There are three ways in which we can engage with our people on change. We refer to this as Open-Source Change and this is illustrated in the diagram. (Source Gartner)

  1. Help our people co-create their change decisions,
  2. They own the implementation of change,
  3. Give the team permission to talk openly about any change.

However, a key barrier preventing open-source change from being a success in businesses is a lack of safety our people feel in sharing their ideas and engaging with the change.

The key role of the leader in open-source change is to create an environment where people feel safe sharing ideas, challenge the status quo, developing innovative solutions, and collaborating ideas.

See the link from Simon Sinek about creating a “Circle of Safety”

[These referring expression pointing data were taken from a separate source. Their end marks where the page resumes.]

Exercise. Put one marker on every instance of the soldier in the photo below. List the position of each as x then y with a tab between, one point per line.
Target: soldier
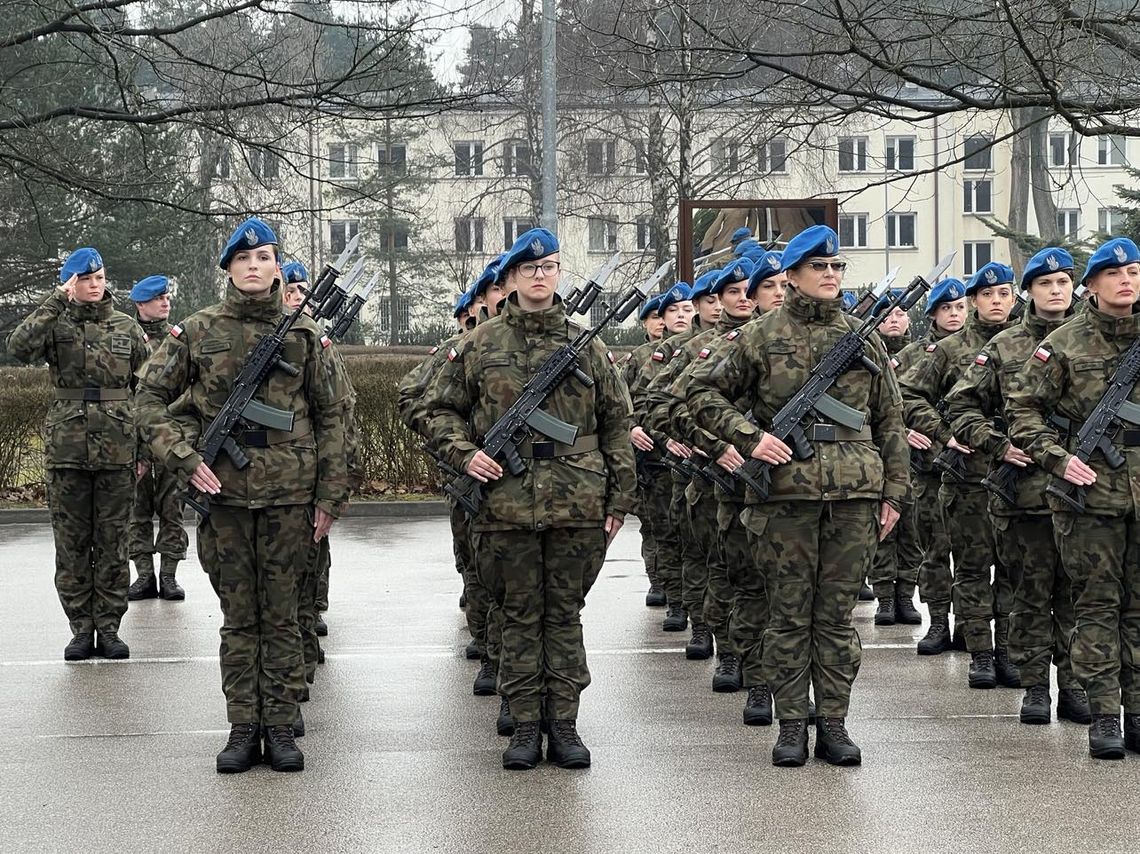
814	537
963	498
156	490
1041	616
89	446
894	571
1067	375
263	515
540	537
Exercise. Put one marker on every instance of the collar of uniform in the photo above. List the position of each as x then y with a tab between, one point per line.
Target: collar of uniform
808	309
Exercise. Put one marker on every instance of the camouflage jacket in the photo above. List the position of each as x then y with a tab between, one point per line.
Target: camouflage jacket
1066	375
87	346
771	362
482	377
929	380
979	397
186	382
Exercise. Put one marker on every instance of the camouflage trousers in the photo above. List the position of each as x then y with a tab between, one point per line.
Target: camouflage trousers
1041	616
935	578
251	558
157	493
983	587
538	582
1101	558
749	610
90	521
813	556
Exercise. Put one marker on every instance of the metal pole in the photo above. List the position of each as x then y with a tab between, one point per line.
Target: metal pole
550	97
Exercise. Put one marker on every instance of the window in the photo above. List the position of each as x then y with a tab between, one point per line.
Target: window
1110	152
975	255
469	234
342	160
901	154
901	229
601	156
340	233
852	155
772	156
977	197
516	159
603	235
1068	221
853	230
978	154
469	159
513	227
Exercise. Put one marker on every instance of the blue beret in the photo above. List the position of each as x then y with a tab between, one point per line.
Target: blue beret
678	293
1116	252
80	262
249	235
147	289
765	266
991	275
739	270
294	273
816	241
530	246
1051	259
949	290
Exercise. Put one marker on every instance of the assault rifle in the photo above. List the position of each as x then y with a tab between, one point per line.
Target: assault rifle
242	416
526	417
1113	414
812	400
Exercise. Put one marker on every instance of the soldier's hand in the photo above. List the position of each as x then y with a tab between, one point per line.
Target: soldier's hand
771	450
1079	472
919	441
641	439
482	468
888	518
204	480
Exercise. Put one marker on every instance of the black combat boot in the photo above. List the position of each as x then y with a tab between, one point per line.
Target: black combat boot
937	637
1036	705
1105	739
1073	705
282	749
526	747
790	749
485	680
110	644
727	677
982	669
676	619
833	743
80	648
242	750
700	645
758	706
564	747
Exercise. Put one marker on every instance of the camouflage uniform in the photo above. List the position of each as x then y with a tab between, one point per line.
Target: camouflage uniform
262	519
1041	617
965	505
89	446
814	538
539	537
1067	375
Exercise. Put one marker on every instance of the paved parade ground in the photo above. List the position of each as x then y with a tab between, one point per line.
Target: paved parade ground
400	757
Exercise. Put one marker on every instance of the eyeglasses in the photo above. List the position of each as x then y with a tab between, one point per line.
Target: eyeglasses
527	269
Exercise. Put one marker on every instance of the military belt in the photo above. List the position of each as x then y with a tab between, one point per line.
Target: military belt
262	438
92	395
551	449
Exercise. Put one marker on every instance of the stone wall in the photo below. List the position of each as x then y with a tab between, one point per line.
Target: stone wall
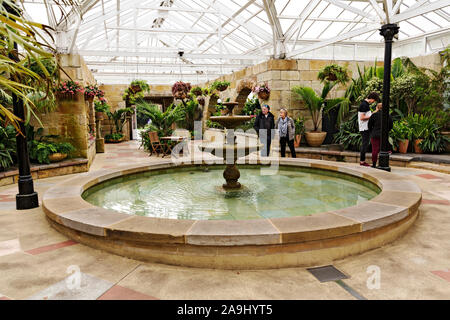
71	118
282	76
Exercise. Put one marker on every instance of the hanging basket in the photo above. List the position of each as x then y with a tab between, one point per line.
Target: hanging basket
264	95
99	116
66	96
332	77
222	88
201	101
136	89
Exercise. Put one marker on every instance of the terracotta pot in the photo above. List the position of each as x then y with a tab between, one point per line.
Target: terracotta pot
264	95
298	140
99	115
417	148
403	146
315	139
57	157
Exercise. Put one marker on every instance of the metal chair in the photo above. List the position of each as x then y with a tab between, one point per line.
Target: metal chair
157	147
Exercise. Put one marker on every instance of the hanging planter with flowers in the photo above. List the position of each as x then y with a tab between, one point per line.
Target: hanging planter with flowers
68	90
263	91
180	90
92	91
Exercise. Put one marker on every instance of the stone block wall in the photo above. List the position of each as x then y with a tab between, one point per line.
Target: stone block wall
71	118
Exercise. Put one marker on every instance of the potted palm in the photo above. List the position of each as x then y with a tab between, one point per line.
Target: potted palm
315	105
400	136
100	109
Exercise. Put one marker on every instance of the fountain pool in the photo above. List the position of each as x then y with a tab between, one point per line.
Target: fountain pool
194	193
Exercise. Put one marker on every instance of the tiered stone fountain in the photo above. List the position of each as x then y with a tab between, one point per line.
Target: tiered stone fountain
230	150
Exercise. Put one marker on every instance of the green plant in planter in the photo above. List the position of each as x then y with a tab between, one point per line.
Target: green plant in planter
313	102
252	107
400	131
300	126
101	107
41	149
334	73
141	84
349	135
119	118
220	85
197	91
44	102
114	136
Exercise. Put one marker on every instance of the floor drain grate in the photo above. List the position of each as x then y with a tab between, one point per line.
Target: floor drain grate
327	274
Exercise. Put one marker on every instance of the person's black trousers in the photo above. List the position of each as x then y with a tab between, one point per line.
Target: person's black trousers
265	150
283	141
365	144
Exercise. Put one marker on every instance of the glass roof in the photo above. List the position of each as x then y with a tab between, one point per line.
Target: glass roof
168	40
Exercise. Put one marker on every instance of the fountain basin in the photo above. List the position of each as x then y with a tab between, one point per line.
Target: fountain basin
237	244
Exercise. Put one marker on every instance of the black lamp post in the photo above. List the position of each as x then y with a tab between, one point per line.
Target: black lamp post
27	197
388	31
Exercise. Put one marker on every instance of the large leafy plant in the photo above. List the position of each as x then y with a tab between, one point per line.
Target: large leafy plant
314	102
28	70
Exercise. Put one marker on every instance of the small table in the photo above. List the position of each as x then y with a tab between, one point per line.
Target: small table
175	139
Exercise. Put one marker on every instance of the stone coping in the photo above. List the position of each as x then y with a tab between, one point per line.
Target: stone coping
64	206
41	171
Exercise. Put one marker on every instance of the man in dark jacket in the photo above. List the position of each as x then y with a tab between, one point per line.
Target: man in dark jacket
375	132
264	124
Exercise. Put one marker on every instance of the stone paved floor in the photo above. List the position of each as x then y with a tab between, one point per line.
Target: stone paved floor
36	262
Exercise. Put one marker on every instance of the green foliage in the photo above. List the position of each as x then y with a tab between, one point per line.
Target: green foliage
119	118
313	102
373	85
300	126
219	85
44	102
191	112
197	91
349	135
45	146
427	127
142	84
7	147
334	73
400	131
114	136
213	125
252	107
161	122
101	107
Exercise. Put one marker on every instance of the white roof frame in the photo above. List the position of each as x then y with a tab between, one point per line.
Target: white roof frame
141	37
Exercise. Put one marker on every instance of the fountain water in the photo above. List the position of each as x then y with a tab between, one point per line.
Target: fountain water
231	150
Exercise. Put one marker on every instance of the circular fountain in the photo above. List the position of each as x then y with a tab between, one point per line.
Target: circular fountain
231	149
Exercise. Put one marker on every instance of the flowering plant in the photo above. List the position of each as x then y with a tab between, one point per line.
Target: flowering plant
181	89
93	91
263	88
69	87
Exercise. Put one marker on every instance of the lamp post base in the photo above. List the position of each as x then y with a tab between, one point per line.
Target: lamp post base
27	201
384	162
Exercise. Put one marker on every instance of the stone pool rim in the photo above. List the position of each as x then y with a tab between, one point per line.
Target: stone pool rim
231	244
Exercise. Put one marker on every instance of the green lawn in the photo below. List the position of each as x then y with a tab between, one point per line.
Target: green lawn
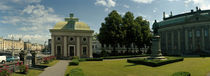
51	63
32	72
196	66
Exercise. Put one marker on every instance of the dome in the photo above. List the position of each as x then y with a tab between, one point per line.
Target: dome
72	24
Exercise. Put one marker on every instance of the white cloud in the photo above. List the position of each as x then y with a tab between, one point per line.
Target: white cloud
203	4
33	18
126	6
4	6
143	1
26	1
106	3
34	38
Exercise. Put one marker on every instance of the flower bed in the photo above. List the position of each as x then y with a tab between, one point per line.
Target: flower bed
48	59
181	74
7	69
155	62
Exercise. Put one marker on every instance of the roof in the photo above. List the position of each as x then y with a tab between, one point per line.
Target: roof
185	17
71	24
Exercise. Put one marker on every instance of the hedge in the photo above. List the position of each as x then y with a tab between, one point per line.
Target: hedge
119	57
91	59
181	74
155	62
74	62
76	72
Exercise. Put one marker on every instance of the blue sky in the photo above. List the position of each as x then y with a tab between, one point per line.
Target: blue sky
32	19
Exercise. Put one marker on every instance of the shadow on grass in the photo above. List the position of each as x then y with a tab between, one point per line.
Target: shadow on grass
39	67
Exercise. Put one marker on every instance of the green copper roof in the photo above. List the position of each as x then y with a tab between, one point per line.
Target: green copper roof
71	24
185	17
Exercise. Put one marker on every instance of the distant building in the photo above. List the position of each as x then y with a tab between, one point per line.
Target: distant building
16	45
71	38
185	33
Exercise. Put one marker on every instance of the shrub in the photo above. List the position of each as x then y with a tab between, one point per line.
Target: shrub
23	69
74	62
155	62
181	74
76	72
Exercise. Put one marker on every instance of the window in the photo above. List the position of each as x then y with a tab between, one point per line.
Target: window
206	33
190	34
198	33
84	39
71	39
84	50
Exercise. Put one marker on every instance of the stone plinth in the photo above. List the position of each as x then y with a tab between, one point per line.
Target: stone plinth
156	49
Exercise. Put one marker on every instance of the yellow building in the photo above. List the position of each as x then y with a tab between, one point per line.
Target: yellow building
71	38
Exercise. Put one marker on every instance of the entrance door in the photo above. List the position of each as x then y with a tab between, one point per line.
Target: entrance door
58	51
71	49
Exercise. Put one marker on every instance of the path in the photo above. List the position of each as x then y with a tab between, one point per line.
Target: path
56	70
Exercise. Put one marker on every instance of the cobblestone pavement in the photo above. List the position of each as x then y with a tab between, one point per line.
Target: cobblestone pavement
56	70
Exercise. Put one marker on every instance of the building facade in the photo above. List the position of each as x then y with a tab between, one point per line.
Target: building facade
186	33
71	38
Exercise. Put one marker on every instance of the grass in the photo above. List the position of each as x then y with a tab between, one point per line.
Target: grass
51	63
199	66
32	72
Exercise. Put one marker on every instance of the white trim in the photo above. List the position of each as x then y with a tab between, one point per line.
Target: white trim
69	50
60	50
87	51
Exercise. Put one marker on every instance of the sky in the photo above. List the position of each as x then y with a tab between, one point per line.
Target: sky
32	19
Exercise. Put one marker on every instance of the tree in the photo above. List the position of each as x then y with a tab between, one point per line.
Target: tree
110	32
129	29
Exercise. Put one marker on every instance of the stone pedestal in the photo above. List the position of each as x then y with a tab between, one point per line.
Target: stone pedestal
23	54
34	53
156	50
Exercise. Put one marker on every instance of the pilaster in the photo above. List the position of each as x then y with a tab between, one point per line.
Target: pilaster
65	46
78	46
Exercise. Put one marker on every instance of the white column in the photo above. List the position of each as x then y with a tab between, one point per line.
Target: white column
65	46
172	41
78	46
179	46
90	47
186	40
193	39
52	46
167	42
202	38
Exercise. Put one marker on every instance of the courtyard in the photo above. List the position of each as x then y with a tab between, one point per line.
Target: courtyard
197	66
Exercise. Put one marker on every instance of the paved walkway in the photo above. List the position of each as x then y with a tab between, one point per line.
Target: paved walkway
56	70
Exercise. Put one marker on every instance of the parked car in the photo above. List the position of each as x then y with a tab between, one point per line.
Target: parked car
3	59
10	59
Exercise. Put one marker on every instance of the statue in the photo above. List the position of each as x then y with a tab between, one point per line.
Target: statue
155	28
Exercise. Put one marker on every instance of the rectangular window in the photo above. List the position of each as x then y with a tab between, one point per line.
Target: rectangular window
84	50
190	34
206	33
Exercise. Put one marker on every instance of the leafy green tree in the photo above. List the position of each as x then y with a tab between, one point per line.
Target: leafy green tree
129	29
110	32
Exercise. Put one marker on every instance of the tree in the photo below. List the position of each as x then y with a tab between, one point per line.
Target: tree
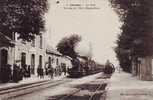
67	45
24	17
137	29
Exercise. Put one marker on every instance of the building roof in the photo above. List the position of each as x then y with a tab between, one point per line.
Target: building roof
5	39
51	50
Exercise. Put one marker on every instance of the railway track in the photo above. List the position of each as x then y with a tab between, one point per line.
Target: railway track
24	90
96	92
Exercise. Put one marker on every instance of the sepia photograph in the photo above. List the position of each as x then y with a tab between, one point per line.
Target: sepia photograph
76	49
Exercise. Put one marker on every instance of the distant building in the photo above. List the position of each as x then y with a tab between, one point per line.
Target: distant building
6	50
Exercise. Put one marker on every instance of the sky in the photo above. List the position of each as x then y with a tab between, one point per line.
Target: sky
98	26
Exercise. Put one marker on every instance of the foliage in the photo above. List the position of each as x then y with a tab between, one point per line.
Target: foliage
67	45
137	29
24	17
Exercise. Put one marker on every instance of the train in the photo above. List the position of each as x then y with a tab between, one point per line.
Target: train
82	67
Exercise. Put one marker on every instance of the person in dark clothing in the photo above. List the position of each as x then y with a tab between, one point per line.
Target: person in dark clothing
51	72
41	73
38	71
16	72
29	71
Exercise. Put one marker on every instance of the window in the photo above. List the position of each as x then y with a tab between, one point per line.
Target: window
23	59
57	61
32	64
40	60
33	43
40	46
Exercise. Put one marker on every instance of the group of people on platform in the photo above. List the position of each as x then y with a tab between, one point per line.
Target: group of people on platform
51	71
18	72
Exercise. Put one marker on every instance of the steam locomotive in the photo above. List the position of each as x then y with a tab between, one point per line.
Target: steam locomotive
82	67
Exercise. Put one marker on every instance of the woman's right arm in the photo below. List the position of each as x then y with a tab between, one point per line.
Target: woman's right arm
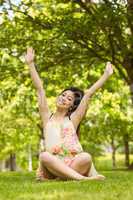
43	105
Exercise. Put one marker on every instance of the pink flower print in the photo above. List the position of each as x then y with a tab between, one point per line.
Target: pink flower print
67	161
66	130
56	149
73	151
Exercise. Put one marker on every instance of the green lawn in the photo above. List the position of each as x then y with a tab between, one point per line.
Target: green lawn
22	186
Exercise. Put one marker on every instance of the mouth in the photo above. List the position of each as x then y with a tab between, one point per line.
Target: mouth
61	102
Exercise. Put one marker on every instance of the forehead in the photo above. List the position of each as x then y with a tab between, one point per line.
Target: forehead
69	93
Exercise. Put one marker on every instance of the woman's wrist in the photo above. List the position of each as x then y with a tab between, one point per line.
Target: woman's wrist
31	64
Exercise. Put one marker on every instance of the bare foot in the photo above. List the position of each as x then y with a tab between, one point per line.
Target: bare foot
41	179
97	177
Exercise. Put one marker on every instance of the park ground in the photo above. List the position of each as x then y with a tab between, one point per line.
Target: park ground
22	186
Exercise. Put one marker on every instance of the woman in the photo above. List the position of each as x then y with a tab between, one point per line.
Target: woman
64	157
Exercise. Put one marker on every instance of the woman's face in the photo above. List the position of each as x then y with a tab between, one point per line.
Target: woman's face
65	100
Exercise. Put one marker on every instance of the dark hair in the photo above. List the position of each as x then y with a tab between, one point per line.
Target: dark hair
78	94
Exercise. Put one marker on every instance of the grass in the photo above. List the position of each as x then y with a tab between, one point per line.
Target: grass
117	186
22	186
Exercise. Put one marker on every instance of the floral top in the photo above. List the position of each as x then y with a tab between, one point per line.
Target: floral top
62	139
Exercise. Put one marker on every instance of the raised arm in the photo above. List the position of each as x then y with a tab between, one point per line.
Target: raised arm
42	101
79	113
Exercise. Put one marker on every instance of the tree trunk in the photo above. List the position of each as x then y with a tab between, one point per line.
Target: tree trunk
29	158
126	146
113	153
12	162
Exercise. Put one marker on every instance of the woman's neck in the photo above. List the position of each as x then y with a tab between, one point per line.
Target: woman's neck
60	113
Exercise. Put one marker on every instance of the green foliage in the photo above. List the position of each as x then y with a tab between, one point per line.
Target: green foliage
72	41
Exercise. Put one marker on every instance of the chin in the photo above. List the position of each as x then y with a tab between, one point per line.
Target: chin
61	106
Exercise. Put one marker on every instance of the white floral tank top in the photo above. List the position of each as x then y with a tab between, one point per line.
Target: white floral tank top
62	139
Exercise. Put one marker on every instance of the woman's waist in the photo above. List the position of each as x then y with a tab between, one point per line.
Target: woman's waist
62	150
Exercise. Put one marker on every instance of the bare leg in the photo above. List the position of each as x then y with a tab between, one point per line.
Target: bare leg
59	168
83	164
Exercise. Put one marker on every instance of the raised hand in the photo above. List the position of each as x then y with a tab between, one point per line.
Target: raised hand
30	55
109	69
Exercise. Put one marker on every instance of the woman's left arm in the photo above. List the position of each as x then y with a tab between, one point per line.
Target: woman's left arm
79	113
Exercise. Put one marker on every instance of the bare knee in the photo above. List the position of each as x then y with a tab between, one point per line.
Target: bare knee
86	158
45	157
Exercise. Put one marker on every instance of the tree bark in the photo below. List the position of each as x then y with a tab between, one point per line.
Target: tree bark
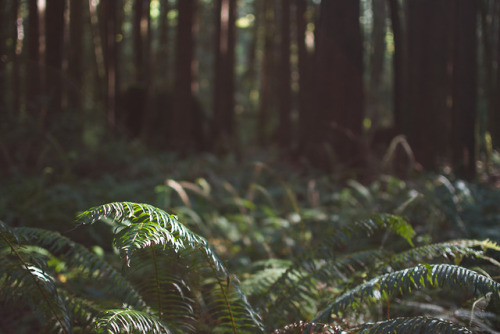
54	45
464	88
340	79
429	100
182	130
225	32
285	82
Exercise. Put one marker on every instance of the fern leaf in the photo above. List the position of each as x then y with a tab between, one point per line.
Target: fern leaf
404	281
142	225
130	321
417	325
86	262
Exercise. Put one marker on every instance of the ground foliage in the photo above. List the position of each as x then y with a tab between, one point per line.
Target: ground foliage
263	245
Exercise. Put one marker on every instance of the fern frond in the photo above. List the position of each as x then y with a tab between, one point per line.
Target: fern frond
84	261
455	249
130	321
20	279
404	281
142	225
417	325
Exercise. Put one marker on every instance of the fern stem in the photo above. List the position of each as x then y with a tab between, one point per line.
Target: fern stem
44	296
221	286
158	285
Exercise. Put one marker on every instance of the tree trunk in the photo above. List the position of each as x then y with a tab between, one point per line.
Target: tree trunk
340	79
400	73
429	80
75	53
266	76
464	88
225	32
285	83
377	57
181	127
54	45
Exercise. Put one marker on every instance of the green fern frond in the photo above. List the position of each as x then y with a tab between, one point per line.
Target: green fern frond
455	249
404	281
81	259
142	225
21	279
130	321
417	325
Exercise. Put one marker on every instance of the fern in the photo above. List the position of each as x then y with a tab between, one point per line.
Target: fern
413	326
130	321
404	281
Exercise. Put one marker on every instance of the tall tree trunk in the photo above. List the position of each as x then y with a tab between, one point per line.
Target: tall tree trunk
377	56
109	29
465	87
266	76
225	32
429	101
183	112
54	44
400	73
285	83
162	53
33	94
340	79
15	58
75	54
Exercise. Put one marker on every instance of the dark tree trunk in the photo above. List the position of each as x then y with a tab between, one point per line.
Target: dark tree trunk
109	29
266	76
464	88
182	129
284	82
377	56
400	75
33	94
304	101
429	104
225	32
340	79
54	46
162	53
75	53
15	58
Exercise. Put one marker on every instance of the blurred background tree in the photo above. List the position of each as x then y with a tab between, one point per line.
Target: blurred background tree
328	81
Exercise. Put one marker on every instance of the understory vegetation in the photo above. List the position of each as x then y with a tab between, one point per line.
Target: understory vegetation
160	245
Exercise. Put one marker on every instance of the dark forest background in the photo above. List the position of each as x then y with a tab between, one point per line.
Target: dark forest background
329	81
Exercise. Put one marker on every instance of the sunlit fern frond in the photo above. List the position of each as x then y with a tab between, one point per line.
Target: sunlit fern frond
84	261
300	279
453	250
406	280
416	325
141	226
137	226
22	280
116	321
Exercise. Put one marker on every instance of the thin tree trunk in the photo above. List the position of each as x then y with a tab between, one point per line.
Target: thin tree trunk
377	55
400	75
54	39
266	84
33	94
223	121
75	53
465	88
285	83
340	79
181	127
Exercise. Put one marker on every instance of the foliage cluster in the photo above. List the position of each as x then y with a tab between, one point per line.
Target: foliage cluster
277	253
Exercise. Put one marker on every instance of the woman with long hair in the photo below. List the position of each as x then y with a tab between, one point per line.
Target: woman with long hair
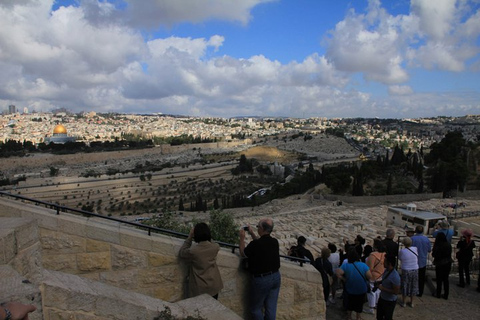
464	255
204	276
442	259
408	257
375	262
356	276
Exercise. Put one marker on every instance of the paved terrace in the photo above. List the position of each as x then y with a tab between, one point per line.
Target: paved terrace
463	303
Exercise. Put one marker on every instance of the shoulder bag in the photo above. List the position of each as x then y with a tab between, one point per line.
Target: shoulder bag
369	289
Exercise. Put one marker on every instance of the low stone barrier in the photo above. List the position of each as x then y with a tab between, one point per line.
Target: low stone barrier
122	256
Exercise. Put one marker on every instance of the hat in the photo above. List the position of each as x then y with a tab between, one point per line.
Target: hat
467	233
443	224
360	239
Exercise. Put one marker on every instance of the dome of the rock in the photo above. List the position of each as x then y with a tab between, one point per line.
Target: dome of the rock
59	129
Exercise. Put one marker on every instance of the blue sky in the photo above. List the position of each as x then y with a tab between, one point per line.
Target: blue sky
294	58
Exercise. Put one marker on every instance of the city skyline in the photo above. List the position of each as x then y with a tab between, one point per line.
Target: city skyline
402	59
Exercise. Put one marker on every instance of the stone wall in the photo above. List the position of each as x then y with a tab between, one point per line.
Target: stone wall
128	258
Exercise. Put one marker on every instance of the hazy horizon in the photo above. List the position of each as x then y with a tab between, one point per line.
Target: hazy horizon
267	58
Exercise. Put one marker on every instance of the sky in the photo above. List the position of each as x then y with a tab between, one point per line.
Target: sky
227	58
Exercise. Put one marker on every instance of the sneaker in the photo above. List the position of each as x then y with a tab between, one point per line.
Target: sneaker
368	310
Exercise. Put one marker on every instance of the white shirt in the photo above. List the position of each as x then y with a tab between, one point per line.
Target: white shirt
408	258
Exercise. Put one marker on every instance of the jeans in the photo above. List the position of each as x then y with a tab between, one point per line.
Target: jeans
421	280
372	297
441	273
464	268
385	309
264	294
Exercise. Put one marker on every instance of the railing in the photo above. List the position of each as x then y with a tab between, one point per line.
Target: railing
59	208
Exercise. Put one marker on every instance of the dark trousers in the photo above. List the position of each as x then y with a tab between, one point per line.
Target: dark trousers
464	269
385	309
421	280
441	273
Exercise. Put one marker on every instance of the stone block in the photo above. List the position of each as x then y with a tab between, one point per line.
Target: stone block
157	260
96	246
123	258
47	221
304	291
287	292
227	259
72	225
60	262
294	271
101	232
54	314
94	261
26	234
136	240
165	245
126	279
61	243
170	292
229	278
28	261
314	277
8	248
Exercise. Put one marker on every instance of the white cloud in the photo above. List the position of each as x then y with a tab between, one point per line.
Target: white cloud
448	30
436	17
152	14
370	43
400	90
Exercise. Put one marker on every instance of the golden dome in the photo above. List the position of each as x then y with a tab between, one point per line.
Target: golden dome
59	129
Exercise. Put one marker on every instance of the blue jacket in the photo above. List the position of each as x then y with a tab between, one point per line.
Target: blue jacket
424	246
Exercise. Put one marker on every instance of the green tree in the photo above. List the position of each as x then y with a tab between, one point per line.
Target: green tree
223	227
54	171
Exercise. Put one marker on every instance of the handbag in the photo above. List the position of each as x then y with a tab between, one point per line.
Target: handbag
369	289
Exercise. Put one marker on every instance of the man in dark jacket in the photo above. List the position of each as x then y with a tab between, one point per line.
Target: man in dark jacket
263	264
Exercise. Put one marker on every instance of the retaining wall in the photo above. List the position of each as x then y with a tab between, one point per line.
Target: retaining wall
121	256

There are two different types of psychological safety that our people need;

  1. Safety to experiment.
  2. Safety to challenge.

Safety to experiment includes feeling safe to learn from mistakes, ask questions and try new things.

When allowing our people to experiment, be sure any decisions follow the following basic principles;

  1. Is there a low correction cost?
  2. Does it have limited impact on safety of themselves or others?
  3. Does it have limited impact on company brand and reputation?

If employees can answer ‘yes’ to all three, then they are empowered to make the decision themselves thus improving efficiency.

Safety to challenge means employees also feel safe to push back against the status quo.

Our role as leaders is to create cultural norms and invite healthy and productive challenges to the status quo.

The safety challenge does not mean everyone gets a vote or everyone gets a voice. We want the right people in the conversation – empowering knowledgeable employees to share their views.

As an organisation, we need proactive methods like these to manage change, as it helps;

  1. Improve our response time,
  2. Build buy-in at employee level,
  3. Improve our effective implementation results,
  4. Develop change momentum in our people.

These simple yet effective approaches are a worthy investment of time because your team will assist in being the drivers of the business achieving its goals.